To address high HBM access overhead and low compute unit utilization in multi-head attention (MHA) on tile-based many-core accelerators, this paper proposes FlatAttention—a hardware-software co-optimized dataflow. FlatAttention tightly couples MHA-specific dataflow mapping with on-chip network collective communication primitives to minimize off-chip data movement. On a 32×32 tile architecture, it achieves 89.3% FP16 compute utilization and reduces HBM traffic by 16×. Compared to FlashAttention-3, it delivers a 4.1× speedup. When scaled to a 1024-TFLOPS (FP16) accelerator, it improves compute utilization by 1.3× over NVIDIA H100, cuts HBM bandwidth demand by 40%, and reduces chip area by 1.8×. To the best of our knowledge, this is the first work to enable high-throughput, low-memory-access, and energy-efficient MHA execution on large-scale tile arrays.

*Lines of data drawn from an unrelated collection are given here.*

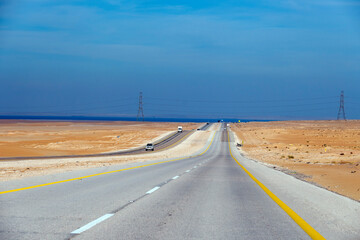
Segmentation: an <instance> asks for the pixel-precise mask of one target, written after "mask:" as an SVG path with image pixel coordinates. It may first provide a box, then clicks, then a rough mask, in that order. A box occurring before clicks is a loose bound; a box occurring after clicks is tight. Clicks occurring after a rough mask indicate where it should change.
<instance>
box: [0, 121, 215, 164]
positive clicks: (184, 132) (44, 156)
mask: <svg viewBox="0 0 360 240" xmlns="http://www.w3.org/2000/svg"><path fill="white" fill-rule="evenodd" d="M210 126H211V123H210V124H204V125H203V126H201V127H200V128H199V130H206V129H207V128H208V127H210ZM193 132H194V131H193V130H184V131H182V132H175V133H173V134H170V135H169V136H166V137H165V138H164V139H161V140H160V141H158V142H156V143H154V150H155V151H160V150H165V149H168V148H170V147H174V146H176V145H177V144H180V143H181V142H182V141H183V140H185V139H186V138H187V137H189V136H190V135H191V134H192V133H193ZM151 152H152V151H151ZM144 153H150V151H149V152H146V151H145V146H142V147H138V148H134V149H128V150H122V151H116V152H107V153H98V154H88V155H63V156H37V157H0V161H9V160H13V161H16V160H33V159H55V158H83V157H101V156H120V155H134V154H144Z"/></svg>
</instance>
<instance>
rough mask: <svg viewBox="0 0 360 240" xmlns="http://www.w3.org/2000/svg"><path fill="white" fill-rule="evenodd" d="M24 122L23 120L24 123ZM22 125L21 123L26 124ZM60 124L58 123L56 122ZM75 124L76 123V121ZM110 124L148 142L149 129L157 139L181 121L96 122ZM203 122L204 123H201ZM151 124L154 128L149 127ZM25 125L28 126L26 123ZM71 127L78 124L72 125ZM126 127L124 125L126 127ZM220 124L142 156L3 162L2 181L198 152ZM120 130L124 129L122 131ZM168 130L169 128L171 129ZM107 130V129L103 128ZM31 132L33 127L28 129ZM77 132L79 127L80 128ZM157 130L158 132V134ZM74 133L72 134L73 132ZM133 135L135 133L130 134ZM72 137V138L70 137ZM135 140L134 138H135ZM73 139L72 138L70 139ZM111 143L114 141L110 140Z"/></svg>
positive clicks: (86, 139) (104, 123)
mask: <svg viewBox="0 0 360 240" xmlns="http://www.w3.org/2000/svg"><path fill="white" fill-rule="evenodd" d="M22 124H23V123H22ZM22 124H21V125H22ZM53 124H56V123H53ZM72 124H73V123H72ZM77 124H78V126H82V124H83V123H77ZM61 125H62V124H61ZM104 125H106V127H108V128H109V129H107V130H108V131H109V132H108V133H112V131H113V129H111V128H114V127H115V128H116V129H117V130H116V131H117V134H119V132H121V130H122V129H125V130H124V131H130V130H129V129H132V130H133V131H134V132H135V133H136V134H139V133H138V131H140V130H139V127H140V129H142V132H143V133H142V134H140V136H142V137H143V138H142V139H143V141H144V142H145V143H146V142H147V141H148V139H147V138H145V137H144V136H149V135H148V134H149V132H150V133H151V136H152V137H154V138H159V136H161V135H159V134H163V133H164V132H165V133H166V134H168V132H169V130H171V131H172V130H173V128H174V126H175V127H177V123H134V122H132V123H131V124H130V123H123V122H122V123H121V122H119V123H111V124H110V123H97V124H94V126H93V129H91V130H94V129H98V128H102V127H104ZM200 125H202V124H200ZM149 126H151V130H147V129H149ZM182 126H183V127H184V128H185V129H192V128H193V126H194V128H195V127H197V126H199V124H198V123H185V124H182ZM23 127H24V126H23ZM71 127H74V126H73V125H71ZM122 127H123V128H122ZM218 127H219V124H214V125H212V126H211V127H210V129H209V130H208V131H196V132H195V133H194V134H192V135H191V136H190V137H188V138H186V139H185V140H184V141H183V142H182V143H181V144H179V145H177V146H175V147H173V148H170V149H167V150H164V151H159V152H156V151H155V152H154V153H149V154H138V155H126V156H104V157H91V158H63V159H61V158H59V159H39V160H16V161H0V181H8V180H12V179H18V178H24V177H31V176H39V175H47V174H53V173H58V172H66V171H73V170H79V169H83V168H91V167H102V166H110V165H117V164H125V163H131V162H145V161H150V160H158V159H167V158H177V157H182V156H187V155H191V154H194V153H195V152H197V151H199V150H201V149H202V148H203V147H204V146H205V144H206V142H207V141H208V140H209V137H210V136H211V133H212V131H213V130H217V128H218ZM52 128H53V130H52V131H54V130H55V129H57V127H56V126H53V127H52ZM119 129H120V130H119ZM167 129H168V130H167ZM101 130H103V129H101ZM28 131H29V133H30V132H31V130H30V129H29V130H28ZM77 131H79V129H78V128H77ZM156 133H157V135H156ZM70 136H71V135H70ZM130 136H131V135H130ZM69 139H72V138H70V137H69ZM131 139H133V138H131ZM69 141H70V140H69ZM82 141H84V142H88V143H89V145H91V144H93V143H91V140H88V139H86V138H83V139H82ZM109 144H110V146H111V142H110V143H109ZM124 144H127V145H126V146H136V144H134V143H133V142H131V141H130V140H129V141H127V142H126V143H124Z"/></svg>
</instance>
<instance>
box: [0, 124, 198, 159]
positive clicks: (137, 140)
mask: <svg viewBox="0 0 360 240" xmlns="http://www.w3.org/2000/svg"><path fill="white" fill-rule="evenodd" d="M178 125H182V126H183V128H184V130H191V129H195V128H197V127H198V126H199V125H202V124H201V123H171V122H166V123H163V122H161V123H160V122H92V121H91V122H90V121H88V122H59V121H17V120H0V157H28V156H32V157H33V156H49V155H53V156H60V155H81V154H94V153H102V152H112V151H118V150H123V149H129V148H133V147H139V146H144V145H145V144H146V143H148V142H153V141H155V140H156V139H158V138H161V137H163V136H165V135H167V134H170V133H171V132H174V131H177V127H178Z"/></svg>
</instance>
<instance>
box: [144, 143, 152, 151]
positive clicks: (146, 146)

Multi-Head Attention (MHA) is a critical computational kernel in transformer-based AI models. Emerging scalable tile-based accelerator architectures integrate increasing numbers of tightly-packed processing elements (PEs) with tensor units. MHA dataflow mapping is crucial for achieving high utilization of the available units. We propose FlatAttention, a new dataflow for MHA on tile-based many-PE accelerators, minimizing costly main memory (HBM) accesses by leveraging collective primitives integrated into the on-chip network fabric. FlatAttention achieves up to 89.3% utilization, and 4.1x performance speedup over FlashAttention-3 dataflow on tile-based accelerators whilst reducing HBM traffic by 16x. Through algorithm-architecture co-exploration, we identify an optimal configuration for a large scaled-out tile-based accelerator featuring a 32x32 tile mesh with 1024 TFLOPS @ FP16 peak performance, comparable to the state-of-the-art Nvidia H100 GPU. FlatAttention in this configuration achieves up to 1.3x higher utilization over FlashAttention-3 on the H100 GPU. Meanwhile, this tile-based accelerator configuration requires 40% less HBM bandwidth compared to the H100, enabling a 1.8x reduction in die size, estimated on the same technology node.